Perkara senada juga diungkapkan secara beramai-ramai oleh Teguh Hartono Patriantoro, Iris Schmidt, Nuno Barreira, Anna Pozzali, Magdalena Kubala, Monika Anna Proba, Dorota Proba, cs melalui karya happening art bertajuk Komodo Island—di mana dalam hal ini kehadiran ‘orang bule’ di Indonesia baik dalam kapasitas turis, pekerja, maupun mahasiswa yang seyogianya dapat menikmati obyek-obyek keindahan alam-budaya dan keramah-tamahan masyarakat Indonesia justru diperlakukan sebaliknya (sebagai obyek) oleh kenorakan masyarakat Indonesia.
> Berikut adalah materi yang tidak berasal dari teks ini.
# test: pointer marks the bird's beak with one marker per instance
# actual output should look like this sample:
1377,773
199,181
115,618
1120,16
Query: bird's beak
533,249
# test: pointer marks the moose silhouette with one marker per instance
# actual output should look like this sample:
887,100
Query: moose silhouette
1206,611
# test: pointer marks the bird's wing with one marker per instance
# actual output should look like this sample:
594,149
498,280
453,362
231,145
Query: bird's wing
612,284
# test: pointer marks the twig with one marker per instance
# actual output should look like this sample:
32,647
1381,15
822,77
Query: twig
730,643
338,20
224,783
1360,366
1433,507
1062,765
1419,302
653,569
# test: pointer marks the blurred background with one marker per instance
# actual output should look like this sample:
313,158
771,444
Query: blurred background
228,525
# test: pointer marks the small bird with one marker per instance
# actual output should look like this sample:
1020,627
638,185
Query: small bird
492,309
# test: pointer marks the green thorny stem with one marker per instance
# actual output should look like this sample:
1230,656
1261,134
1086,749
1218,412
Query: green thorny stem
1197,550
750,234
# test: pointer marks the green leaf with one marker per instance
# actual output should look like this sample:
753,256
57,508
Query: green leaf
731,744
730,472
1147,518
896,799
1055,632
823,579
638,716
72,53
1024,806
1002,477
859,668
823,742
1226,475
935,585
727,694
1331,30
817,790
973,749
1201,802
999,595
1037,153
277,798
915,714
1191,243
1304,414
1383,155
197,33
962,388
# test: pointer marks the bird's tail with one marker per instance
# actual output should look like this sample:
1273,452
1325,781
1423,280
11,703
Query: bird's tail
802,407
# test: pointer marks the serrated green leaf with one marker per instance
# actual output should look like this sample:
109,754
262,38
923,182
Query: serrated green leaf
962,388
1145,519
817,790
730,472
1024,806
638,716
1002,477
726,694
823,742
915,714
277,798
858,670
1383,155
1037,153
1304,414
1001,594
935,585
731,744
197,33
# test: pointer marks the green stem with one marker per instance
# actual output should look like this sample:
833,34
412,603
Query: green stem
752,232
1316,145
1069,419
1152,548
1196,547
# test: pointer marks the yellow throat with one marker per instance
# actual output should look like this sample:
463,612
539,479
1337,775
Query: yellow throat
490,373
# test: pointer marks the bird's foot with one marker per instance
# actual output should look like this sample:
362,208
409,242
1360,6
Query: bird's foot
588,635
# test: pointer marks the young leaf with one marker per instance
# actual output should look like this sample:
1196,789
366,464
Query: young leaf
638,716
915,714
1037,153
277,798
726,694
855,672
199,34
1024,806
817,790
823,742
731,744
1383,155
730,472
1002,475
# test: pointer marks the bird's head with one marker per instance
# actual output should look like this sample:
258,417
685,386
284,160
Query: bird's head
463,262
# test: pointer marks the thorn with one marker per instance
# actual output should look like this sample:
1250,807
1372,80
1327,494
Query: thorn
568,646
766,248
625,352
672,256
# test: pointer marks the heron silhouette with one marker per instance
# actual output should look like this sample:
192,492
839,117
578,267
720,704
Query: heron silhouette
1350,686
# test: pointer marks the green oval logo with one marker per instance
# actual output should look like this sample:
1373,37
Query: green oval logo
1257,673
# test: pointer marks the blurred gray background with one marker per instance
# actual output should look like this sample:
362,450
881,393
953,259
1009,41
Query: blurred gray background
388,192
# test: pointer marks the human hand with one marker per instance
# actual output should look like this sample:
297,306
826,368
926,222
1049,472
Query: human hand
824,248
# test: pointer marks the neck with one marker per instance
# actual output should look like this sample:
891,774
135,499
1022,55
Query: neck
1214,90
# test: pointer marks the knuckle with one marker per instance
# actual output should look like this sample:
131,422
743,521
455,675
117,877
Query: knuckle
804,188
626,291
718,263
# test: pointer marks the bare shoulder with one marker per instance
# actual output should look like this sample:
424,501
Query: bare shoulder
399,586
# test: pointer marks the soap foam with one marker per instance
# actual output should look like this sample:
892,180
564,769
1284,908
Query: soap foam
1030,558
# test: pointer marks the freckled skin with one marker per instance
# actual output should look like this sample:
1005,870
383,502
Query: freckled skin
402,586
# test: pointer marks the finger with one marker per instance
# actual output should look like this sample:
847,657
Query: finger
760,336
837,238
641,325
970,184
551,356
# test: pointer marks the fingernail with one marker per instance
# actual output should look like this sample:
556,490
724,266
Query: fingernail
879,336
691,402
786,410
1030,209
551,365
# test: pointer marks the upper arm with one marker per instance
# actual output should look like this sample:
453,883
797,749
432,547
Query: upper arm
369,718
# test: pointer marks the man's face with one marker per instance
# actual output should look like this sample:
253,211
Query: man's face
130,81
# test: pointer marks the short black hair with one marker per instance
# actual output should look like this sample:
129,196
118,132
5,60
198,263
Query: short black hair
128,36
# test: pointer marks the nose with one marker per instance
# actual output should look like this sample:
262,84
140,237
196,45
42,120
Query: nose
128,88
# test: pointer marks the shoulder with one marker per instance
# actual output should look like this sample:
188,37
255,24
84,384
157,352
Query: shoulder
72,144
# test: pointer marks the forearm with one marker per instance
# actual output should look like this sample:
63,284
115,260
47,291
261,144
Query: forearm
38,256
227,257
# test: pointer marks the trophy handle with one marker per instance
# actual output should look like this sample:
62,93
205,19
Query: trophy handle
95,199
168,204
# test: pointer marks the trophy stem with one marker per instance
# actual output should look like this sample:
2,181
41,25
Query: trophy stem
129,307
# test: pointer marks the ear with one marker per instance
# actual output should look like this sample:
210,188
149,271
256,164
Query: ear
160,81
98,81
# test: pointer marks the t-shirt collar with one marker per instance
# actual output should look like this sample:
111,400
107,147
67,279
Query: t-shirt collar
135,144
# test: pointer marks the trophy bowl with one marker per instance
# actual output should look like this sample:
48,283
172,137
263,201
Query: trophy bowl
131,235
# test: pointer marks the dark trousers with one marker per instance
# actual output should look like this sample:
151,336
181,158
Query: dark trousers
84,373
Contohnya, tak jarang terjadi kasus seorang turis diajak berfoto bersama.
Sedangkan happening art lain, Asongan, karya kolaborasi Alejandro Pino Rojas, Mathew Benuska & Ida Lawrence menggugat perlakuan diskriminatif para pedagang di Indonesia (baca: Jogja), terutama di sini para pedagang asongan yang sering menjual rokok dan lain-lain kepada orang asing (bahkan para perantau sesama orang Indonesia) dengan harga lebih mahal. Sesuatu yang seharusnya tak perlu terjadi di Ngayogyakarta yang selalu mengklaim ‘dirinya’ memiliki budaya luhur, elegan dan istimewa. Apakah hal ini bisa dikategorikan sebagai ‘kejahatan ala wong cilik’?; sehingga mall dan supermarket pun menjadi lebih manusiawi bagi kaum pendatang dan orang asing. Atau inilah salah satu bentuk orientalisme terbalik ala orang Indonesia?
Sementara itu, Adel Boros menyuguhkan kepada kita karya fotografinya: sebuah potret Indonesia yang menampilkan warna bendera Indonesia: merah dengan cabe dan putih dengan beras. Tak jelas di sini, apakah Adel hendak mengatakan bahwa ciri khas orang Indonesia adalah makan nasi dan suka lauk yang pedas?
Ada pula Michal Bielecki yang menceritakan sebuah sudut Indonesia lewat Bathup Singer. Dalam karya ini, ia tak lain mengemas ‘ritual’ menyanyi di kamar mandi yang sering dilakukan dengan riang gembira oleh perempuan Indonesia ke atas pentas, menjadi sebuah pementasan yang unik.
Masih dalam rangka membaca (ulang) Indonesia ini: tiga seniman Yogyakarta, Husni Wardhana, Aphit Chaniago & Nurul Hadi Koclok (Clown Serenade) mencoba menghadirkan sebuah dunia antahberantah dengan menuangkan nuansa gelap di atas panggung. Karya ini notabene adalah sebuah drama tragedi, di mana ironisnya kehidupan seorang pesulap amatir seolah-olah melebur dengan alam magis yang tidak riil.
Membangun kesadaran transkultural: upaya menjembatani keganjilan budaya
Namun toh, berbagai persoalan sosial-budaya-politik yang dikritik oleh para seniman di atas, baik yang timbul akibat benturan karakteristik budaya, keangkuhan lokalitas yang rasis dan primordial, maupun romantisasi terhadap Barat yang berlebihan, tentunya merupakan persoalan dunia hari ini yang masih akan terus menghantui kita pada masa-masa mendatang.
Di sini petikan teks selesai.